Cet exposé a été illustré par les retours d’expérience de numérisation de la Bibliothèque interuniversitaire de médecine qui travaille en collaboration avec les chercheurs ; de l’exposition virtuelle La peinture nordique de 1400 à 1500, montée par l’association des conservateurs des musées du Nord-Pas-de-Calais, Musenor ; de la médiathèque de l’agglomération troyenne, pionnière dans la numérisation de ses fonds patrimoniaux mais qui s’interroge aujourd’hui sur l’impact auprès du public ; et des archives départementales des Yvelines qui offrent un accès sans cesse amélioré aux divers registres numérisés grâce à des techniques d’annotations automatiques ou collectives développées par l’Irisa (Institut de recherche en informatique et systèmes aléatoires) et l’Insa (Institut national des sciences appliquées) de Rennes.
En contrepoint, les contraintes juridiques liées au respect du droit d’auteur ont été rappelées par le service juridique de la BnF, et développées selon les projets concernés, en s’attardant particulièrement sur les réflexions et expérimentations en cours au sujet de la numérisation des documents qui ne sont pas encore tombés dans le domaine public. Les sociétés Arkhênum et AJLSM ont traité des contraintes techniques, résumant la démarche de préparation à l’opération de numérisation, les objectifs de valorisation et les outils aujourd’hui utilisés.
Les enjeux de la numérisation
Lors de la seconde journée, les élus ont fait chœur avec les professionnels et universitaires pour rappeler tous les aspects des enjeux de la numérisation : enjeu politique fort par son rôle dans la création de biens cultu-rels communs constitutifs de l’identité nationale ; enjeu social d’accessibilité élargie au savoir ; enjeu linguistique ; enjeu économique pour ne pas déstabiliser le monde de l’édition. Le rôle des institutions culturelles dans l’accès au savoir doit évoluer et intégrer les nouveaux usages des internautes et ces nouveaux producteurs de savoir qui forment des réseaux communautaires dynamiques.
La réflexion sur les publics et les usages des ressources numériques s’est poursuivie en interrogeant le degré d’accessibilité à partir d’une étude statistique du Credoc (Centre de recherche pour l’étude et l’observation des conditions de vie) et des réalisations de l’association Braillenet en faveur des publics empêchés, et grâce à une analyse de l’évolution des sites Internet de musées.
Des pistes méthodologiques pour garantir la richesse et la pérennité des réalisations de numérisation ont été proposées à travers l’exemple de deux projets régionaux fédérateurs de grande ampleur : le portail régional des musées de Haute-Normandie et le portail régional des ressources documentaires de Bretagne comprenant une bibliothèque numérique des bulletins des sociétés savantes de la région.

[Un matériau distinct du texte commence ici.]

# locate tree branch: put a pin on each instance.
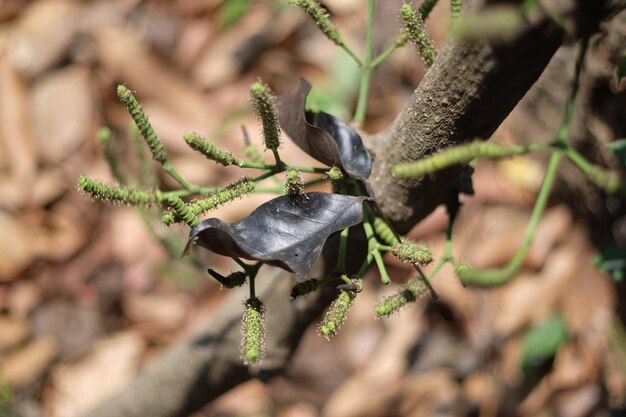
(467, 93)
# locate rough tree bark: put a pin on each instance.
(467, 93)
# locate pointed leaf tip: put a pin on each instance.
(288, 231)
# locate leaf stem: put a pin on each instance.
(366, 68)
(343, 242)
(400, 41)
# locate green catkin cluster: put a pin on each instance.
(304, 288)
(253, 154)
(206, 148)
(293, 183)
(253, 329)
(427, 7)
(183, 211)
(414, 27)
(147, 174)
(354, 285)
(264, 105)
(336, 314)
(456, 155)
(105, 137)
(122, 194)
(141, 120)
(455, 9)
(216, 199)
(414, 252)
(413, 290)
(337, 180)
(320, 17)
(234, 279)
(383, 230)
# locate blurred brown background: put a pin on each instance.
(88, 296)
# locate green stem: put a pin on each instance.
(366, 68)
(540, 206)
(494, 277)
(385, 54)
(563, 135)
(281, 167)
(343, 242)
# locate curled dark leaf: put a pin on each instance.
(288, 231)
(323, 136)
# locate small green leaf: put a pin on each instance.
(612, 260)
(232, 11)
(542, 342)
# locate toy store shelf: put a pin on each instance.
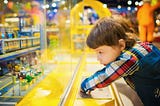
(14, 54)
(61, 87)
(107, 96)
(49, 91)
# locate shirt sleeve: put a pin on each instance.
(125, 65)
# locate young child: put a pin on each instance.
(138, 63)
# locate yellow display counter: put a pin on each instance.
(61, 86)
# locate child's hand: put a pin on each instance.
(85, 94)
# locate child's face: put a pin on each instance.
(107, 54)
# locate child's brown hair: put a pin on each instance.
(108, 31)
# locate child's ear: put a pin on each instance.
(122, 44)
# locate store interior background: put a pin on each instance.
(43, 50)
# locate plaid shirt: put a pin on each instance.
(124, 66)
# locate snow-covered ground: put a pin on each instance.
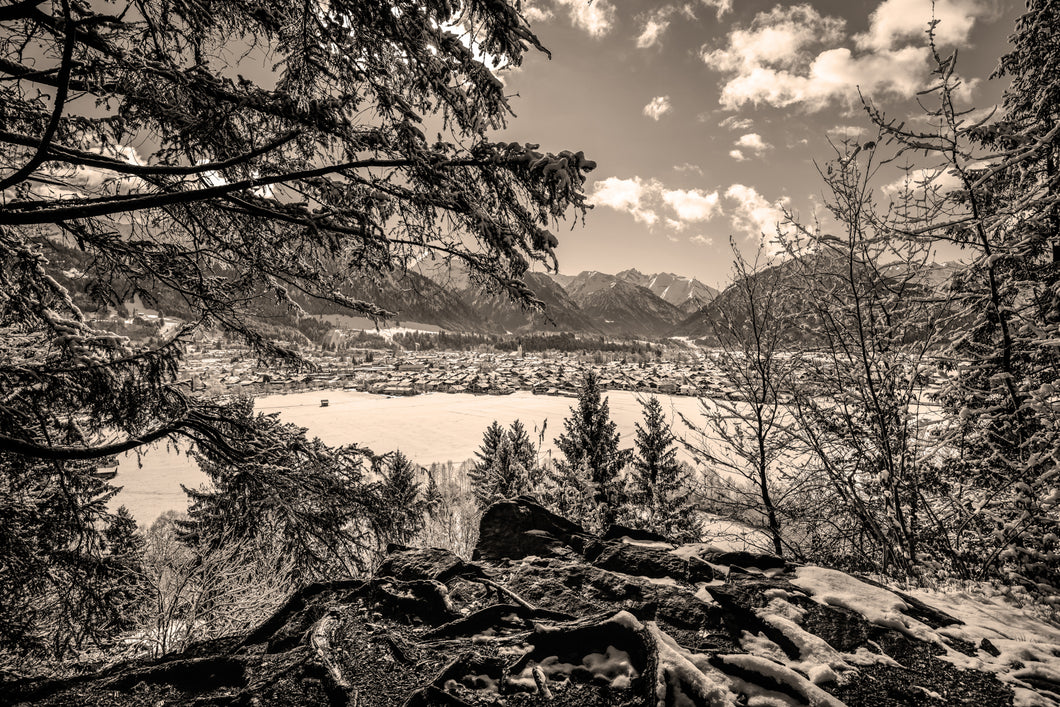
(436, 427)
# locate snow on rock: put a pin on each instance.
(814, 695)
(878, 605)
(1022, 649)
(688, 678)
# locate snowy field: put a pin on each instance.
(427, 428)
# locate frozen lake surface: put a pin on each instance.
(435, 427)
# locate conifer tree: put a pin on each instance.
(313, 501)
(57, 576)
(506, 464)
(660, 496)
(407, 500)
(592, 458)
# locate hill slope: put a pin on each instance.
(550, 615)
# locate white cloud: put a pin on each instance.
(846, 131)
(692, 205)
(720, 6)
(655, 23)
(918, 183)
(651, 202)
(753, 213)
(899, 21)
(658, 106)
(596, 18)
(735, 123)
(535, 13)
(780, 37)
(628, 195)
(754, 142)
(796, 55)
(652, 33)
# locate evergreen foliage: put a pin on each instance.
(506, 464)
(585, 482)
(251, 191)
(660, 494)
(1000, 498)
(408, 500)
(68, 567)
(314, 502)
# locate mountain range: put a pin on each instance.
(626, 304)
(630, 303)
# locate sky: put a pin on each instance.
(706, 117)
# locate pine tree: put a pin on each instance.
(312, 501)
(589, 444)
(57, 580)
(404, 500)
(506, 464)
(660, 496)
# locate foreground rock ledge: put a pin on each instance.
(550, 615)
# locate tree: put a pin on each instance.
(746, 434)
(506, 463)
(660, 496)
(406, 501)
(1002, 506)
(873, 320)
(312, 502)
(201, 588)
(64, 561)
(592, 459)
(250, 191)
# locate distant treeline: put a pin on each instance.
(529, 342)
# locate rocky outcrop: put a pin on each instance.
(549, 615)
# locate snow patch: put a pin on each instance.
(878, 605)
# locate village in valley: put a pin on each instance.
(230, 369)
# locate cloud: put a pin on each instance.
(686, 168)
(846, 131)
(895, 21)
(658, 106)
(735, 123)
(752, 213)
(692, 205)
(628, 195)
(596, 18)
(720, 6)
(654, 28)
(795, 55)
(754, 142)
(651, 202)
(918, 183)
(535, 13)
(655, 24)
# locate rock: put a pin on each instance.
(588, 621)
(743, 559)
(423, 564)
(648, 562)
(618, 532)
(519, 528)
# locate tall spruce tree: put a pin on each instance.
(660, 487)
(313, 501)
(592, 458)
(505, 463)
(408, 499)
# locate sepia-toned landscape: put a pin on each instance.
(560, 352)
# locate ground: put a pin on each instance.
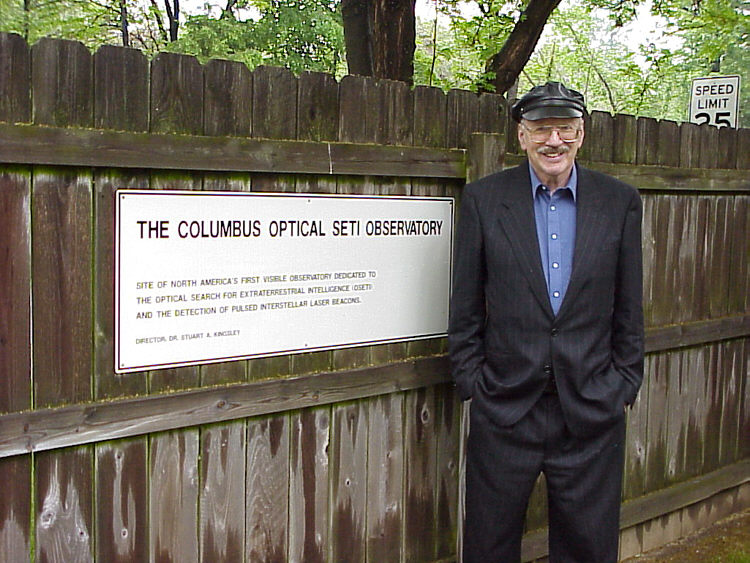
(727, 541)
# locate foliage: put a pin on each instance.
(298, 34)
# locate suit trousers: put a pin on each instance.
(584, 486)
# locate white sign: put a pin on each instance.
(715, 101)
(207, 277)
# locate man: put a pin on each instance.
(546, 338)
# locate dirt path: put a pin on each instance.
(727, 541)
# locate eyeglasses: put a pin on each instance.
(567, 133)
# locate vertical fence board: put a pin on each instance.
(637, 437)
(626, 134)
(420, 475)
(176, 97)
(739, 260)
(227, 99)
(15, 299)
(309, 485)
(63, 504)
(463, 117)
(267, 490)
(173, 506)
(647, 147)
(349, 432)
(695, 367)
(121, 501)
(227, 111)
(430, 117)
(222, 495)
(658, 405)
(62, 301)
(669, 144)
(448, 415)
(600, 131)
(690, 134)
(385, 467)
(15, 70)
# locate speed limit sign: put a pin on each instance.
(715, 101)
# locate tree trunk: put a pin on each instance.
(509, 62)
(380, 38)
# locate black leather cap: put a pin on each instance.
(550, 100)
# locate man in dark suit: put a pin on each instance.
(546, 338)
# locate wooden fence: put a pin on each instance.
(345, 455)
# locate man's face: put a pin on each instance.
(550, 155)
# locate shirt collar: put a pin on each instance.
(571, 184)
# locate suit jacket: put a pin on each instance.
(504, 339)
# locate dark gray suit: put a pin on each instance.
(506, 342)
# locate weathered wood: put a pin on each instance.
(120, 89)
(309, 485)
(15, 70)
(385, 469)
(176, 94)
(647, 146)
(668, 153)
(228, 99)
(636, 438)
(267, 490)
(173, 502)
(61, 75)
(448, 427)
(349, 432)
(420, 479)
(121, 102)
(222, 493)
(430, 117)
(64, 493)
(463, 117)
(599, 140)
(121, 506)
(656, 443)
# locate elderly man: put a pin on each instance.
(546, 338)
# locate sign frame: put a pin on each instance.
(708, 96)
(128, 245)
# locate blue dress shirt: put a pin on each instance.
(556, 231)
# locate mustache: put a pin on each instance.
(562, 149)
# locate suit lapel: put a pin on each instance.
(516, 217)
(590, 223)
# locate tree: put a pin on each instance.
(380, 38)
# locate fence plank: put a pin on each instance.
(15, 299)
(448, 415)
(15, 67)
(267, 490)
(176, 107)
(385, 467)
(63, 500)
(121, 501)
(228, 99)
(463, 117)
(173, 503)
(420, 476)
(626, 133)
(222, 495)
(62, 302)
(430, 117)
(309, 485)
(349, 431)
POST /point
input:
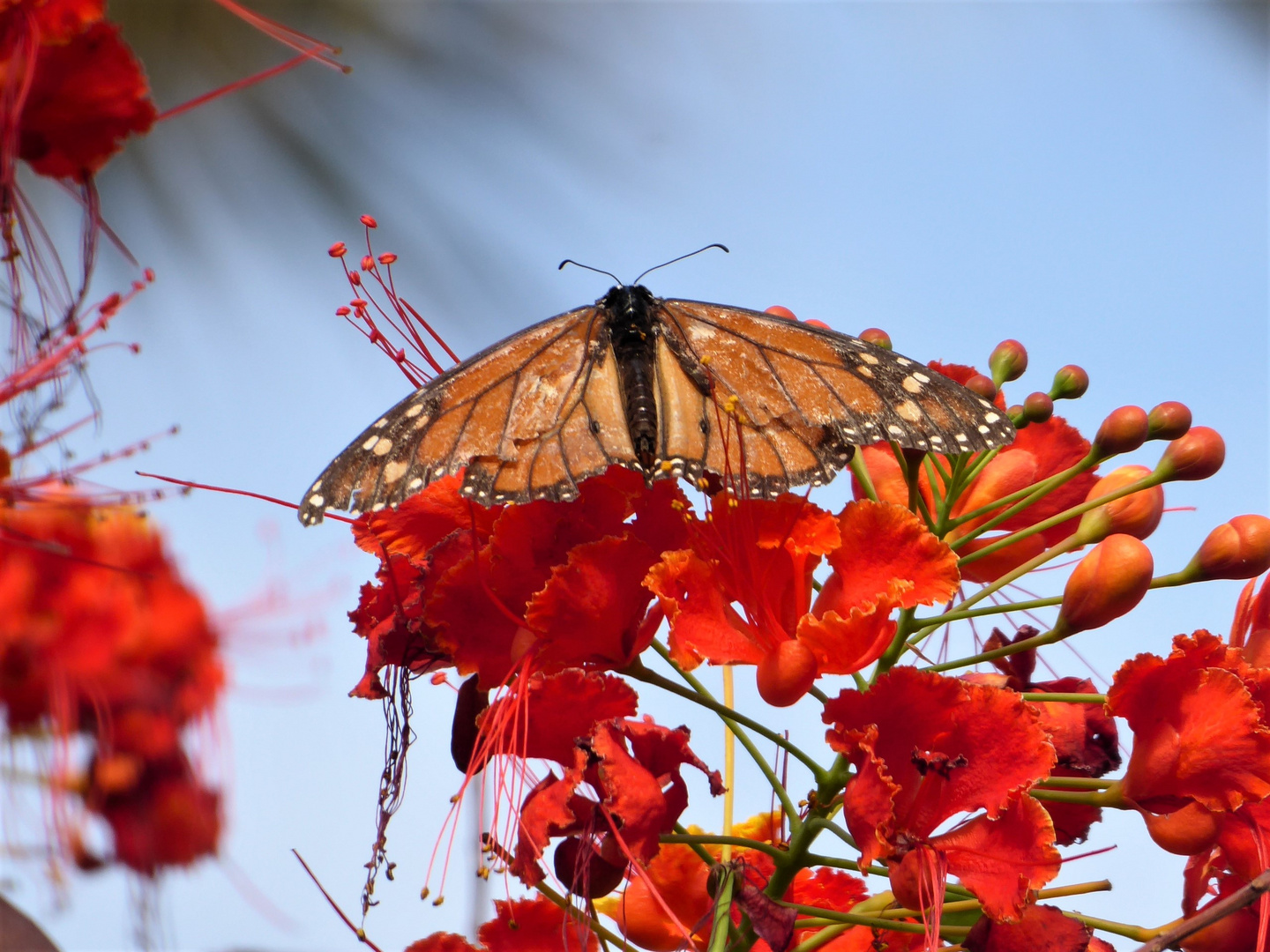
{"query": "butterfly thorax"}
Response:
(631, 328)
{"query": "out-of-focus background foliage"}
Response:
(1086, 176)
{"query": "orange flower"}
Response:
(1199, 726)
(521, 926)
(761, 554)
(100, 635)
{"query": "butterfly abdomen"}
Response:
(630, 325)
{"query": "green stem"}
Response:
(698, 695)
(589, 922)
(709, 839)
(733, 720)
(862, 472)
(1050, 637)
(1059, 698)
(1021, 499)
(723, 914)
(958, 614)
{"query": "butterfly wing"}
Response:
(791, 398)
(527, 418)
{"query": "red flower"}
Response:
(1084, 735)
(631, 770)
(761, 555)
(521, 926)
(551, 584)
(1041, 450)
(1199, 726)
(927, 749)
(1039, 929)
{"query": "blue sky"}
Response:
(1086, 176)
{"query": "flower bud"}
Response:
(585, 870)
(1195, 456)
(1009, 361)
(787, 674)
(1122, 432)
(1137, 514)
(1169, 420)
(465, 730)
(1070, 383)
(1235, 550)
(877, 337)
(983, 386)
(1108, 583)
(1188, 831)
(1038, 407)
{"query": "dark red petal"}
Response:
(86, 98)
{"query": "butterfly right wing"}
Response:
(527, 418)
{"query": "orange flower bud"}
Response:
(1038, 407)
(878, 337)
(1169, 420)
(1188, 831)
(1070, 383)
(1195, 456)
(1122, 432)
(1108, 583)
(787, 674)
(983, 386)
(1137, 514)
(1238, 548)
(1009, 361)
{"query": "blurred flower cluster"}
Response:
(957, 778)
(109, 668)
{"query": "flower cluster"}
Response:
(957, 782)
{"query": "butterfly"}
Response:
(666, 387)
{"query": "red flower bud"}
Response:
(874, 335)
(787, 674)
(585, 870)
(1070, 383)
(1137, 514)
(1122, 432)
(1195, 456)
(1108, 583)
(1169, 420)
(1038, 407)
(983, 386)
(1188, 831)
(1235, 550)
(1009, 361)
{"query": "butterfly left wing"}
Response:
(793, 398)
(527, 418)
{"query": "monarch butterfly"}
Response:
(661, 387)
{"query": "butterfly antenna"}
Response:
(724, 248)
(597, 271)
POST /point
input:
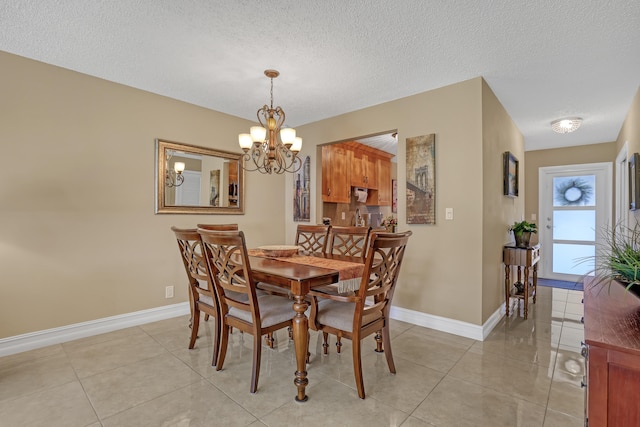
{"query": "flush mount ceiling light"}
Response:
(271, 147)
(566, 125)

Enfin les cas des archives municipales de Rennes, du Conservatoire régional de la carte postale de Baud et de la bibliothèque municipale de Lyon ont permis de questionner l’efficacité des services aux usagers, qui, dans le premier exemple, semblaient correspondre aux besoins, tandis que, dans le dernier, l’offre s’est réorientée de la numérisation vers un service de questions-réponses plus pertinent.